Error when running a random-intercept Wiener model: Exception: no more scalars to read (found before start of program)

I am trying to fit a random-intercept only Wiener model, following @Henrik_Singmann’s blog post but am running into the error Exception: no more scalars to read (found before start of program).

As far as I can tell, this is related to the inits since without them I don’t get this error (I instead get an error that I should use inits 🙃).

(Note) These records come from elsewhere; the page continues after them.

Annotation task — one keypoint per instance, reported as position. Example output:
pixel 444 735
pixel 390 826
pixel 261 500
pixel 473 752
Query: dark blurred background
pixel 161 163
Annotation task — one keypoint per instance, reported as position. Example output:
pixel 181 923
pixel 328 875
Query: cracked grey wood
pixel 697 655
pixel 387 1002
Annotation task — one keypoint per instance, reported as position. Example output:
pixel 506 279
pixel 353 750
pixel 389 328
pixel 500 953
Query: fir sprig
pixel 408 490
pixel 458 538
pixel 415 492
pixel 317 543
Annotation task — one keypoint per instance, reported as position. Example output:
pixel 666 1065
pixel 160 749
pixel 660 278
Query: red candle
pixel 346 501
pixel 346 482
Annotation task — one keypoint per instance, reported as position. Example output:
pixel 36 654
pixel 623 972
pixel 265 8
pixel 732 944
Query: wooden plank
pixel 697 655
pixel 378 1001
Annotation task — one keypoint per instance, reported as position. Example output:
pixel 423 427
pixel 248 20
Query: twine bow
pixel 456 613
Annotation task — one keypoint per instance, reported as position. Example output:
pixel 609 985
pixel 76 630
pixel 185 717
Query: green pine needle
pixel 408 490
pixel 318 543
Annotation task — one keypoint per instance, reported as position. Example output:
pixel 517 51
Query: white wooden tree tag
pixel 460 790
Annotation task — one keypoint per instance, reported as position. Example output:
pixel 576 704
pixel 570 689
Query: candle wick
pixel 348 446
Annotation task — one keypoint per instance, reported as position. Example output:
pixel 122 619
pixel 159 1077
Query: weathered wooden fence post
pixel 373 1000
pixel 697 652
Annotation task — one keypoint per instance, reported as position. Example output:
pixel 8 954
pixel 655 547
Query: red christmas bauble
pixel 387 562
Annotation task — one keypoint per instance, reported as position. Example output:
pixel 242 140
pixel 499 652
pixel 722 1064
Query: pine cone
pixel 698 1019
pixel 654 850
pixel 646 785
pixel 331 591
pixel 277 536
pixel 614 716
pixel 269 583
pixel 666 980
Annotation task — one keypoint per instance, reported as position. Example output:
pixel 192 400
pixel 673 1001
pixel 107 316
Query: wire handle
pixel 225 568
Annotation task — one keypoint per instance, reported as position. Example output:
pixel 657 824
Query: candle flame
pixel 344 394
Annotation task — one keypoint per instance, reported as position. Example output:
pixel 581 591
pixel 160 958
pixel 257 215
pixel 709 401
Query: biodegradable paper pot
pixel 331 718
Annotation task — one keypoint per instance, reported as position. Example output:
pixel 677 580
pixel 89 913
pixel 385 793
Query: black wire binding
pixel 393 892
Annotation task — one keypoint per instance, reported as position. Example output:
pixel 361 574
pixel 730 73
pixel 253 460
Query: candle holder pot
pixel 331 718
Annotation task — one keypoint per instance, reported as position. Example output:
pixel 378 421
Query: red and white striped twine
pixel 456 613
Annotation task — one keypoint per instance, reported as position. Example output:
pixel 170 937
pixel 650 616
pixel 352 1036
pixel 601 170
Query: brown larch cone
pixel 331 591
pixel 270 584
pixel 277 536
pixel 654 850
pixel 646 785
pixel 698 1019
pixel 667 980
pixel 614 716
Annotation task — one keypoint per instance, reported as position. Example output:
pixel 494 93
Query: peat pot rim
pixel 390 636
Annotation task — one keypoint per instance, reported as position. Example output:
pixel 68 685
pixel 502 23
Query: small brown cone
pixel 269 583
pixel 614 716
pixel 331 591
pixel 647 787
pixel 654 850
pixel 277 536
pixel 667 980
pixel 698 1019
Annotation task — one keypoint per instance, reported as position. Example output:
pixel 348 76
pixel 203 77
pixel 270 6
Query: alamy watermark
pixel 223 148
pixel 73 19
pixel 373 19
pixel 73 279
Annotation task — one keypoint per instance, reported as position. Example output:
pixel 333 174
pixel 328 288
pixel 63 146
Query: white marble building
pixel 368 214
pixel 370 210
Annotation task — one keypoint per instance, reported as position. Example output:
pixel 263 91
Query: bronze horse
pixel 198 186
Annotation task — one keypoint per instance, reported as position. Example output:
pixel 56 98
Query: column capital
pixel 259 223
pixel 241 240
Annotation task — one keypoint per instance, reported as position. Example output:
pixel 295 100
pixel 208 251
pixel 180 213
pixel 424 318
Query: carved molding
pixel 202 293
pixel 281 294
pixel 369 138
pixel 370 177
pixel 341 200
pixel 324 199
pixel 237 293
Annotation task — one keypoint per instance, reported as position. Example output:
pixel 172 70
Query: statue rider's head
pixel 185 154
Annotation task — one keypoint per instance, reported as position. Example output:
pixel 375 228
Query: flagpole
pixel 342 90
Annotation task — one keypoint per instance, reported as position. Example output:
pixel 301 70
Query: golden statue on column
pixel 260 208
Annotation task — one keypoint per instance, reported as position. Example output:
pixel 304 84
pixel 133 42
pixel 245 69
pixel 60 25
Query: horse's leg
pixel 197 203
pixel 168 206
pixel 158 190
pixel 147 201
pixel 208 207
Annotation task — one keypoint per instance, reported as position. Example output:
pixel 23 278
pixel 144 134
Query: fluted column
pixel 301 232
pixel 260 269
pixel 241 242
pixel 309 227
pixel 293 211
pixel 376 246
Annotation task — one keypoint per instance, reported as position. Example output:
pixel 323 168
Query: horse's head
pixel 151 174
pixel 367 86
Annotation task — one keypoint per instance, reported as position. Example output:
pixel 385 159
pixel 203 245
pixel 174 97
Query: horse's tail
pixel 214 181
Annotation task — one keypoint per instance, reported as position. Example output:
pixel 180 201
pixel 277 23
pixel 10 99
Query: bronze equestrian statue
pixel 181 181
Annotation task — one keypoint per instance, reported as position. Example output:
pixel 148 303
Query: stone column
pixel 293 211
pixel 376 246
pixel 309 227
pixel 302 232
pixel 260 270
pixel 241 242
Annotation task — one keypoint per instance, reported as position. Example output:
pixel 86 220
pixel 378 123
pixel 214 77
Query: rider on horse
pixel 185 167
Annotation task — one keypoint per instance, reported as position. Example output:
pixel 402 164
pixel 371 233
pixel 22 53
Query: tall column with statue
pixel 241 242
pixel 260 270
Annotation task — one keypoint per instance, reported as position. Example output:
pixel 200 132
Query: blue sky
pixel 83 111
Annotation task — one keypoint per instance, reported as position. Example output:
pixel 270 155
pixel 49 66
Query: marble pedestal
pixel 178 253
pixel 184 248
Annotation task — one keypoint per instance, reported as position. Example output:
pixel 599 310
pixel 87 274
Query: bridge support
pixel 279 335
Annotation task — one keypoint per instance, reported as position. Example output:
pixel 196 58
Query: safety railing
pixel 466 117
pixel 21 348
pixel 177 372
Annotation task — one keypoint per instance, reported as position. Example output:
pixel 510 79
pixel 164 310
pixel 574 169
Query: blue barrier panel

(Note the bogus data and sample_prior = "only" are for the rep-ex only - I get the same error with real data and sample_prior = "no".)

library(brms)

fs_data <- data.frame(
  ID = 1:62,
  RT = rlnorm(62, sdlog = 0.2),
  ACC = sample(0:1, 62, TRUE)
)

formula <- bf(RT | dec(ACC) ~ 1 + (1 | p | ID),
              bs ~ 1 + (1 | p | ID),
              ndt ~ 1 + (1 | p | ID),
              bias ~ 1 + (1 | p | ID))

wiener_fam <- wiener(
  link = "identity",
  link_bs = "identity", 
  link_ndt = "identity", 
  link_bias = "identity"
)

prior <- 
  set_prior("normal(0.28, 5)", class = "Intercept") + 
  set_prior("normal(0.31, 0.1)", class = "Intercept", dpar = "bs") + 
  set_prior("normal(0.27, 0.1)", class = "Intercept", dpar = "ndt") + 
  set_prior("normal(0.5, 0.2)", class = "Intercept", dpar = "bias")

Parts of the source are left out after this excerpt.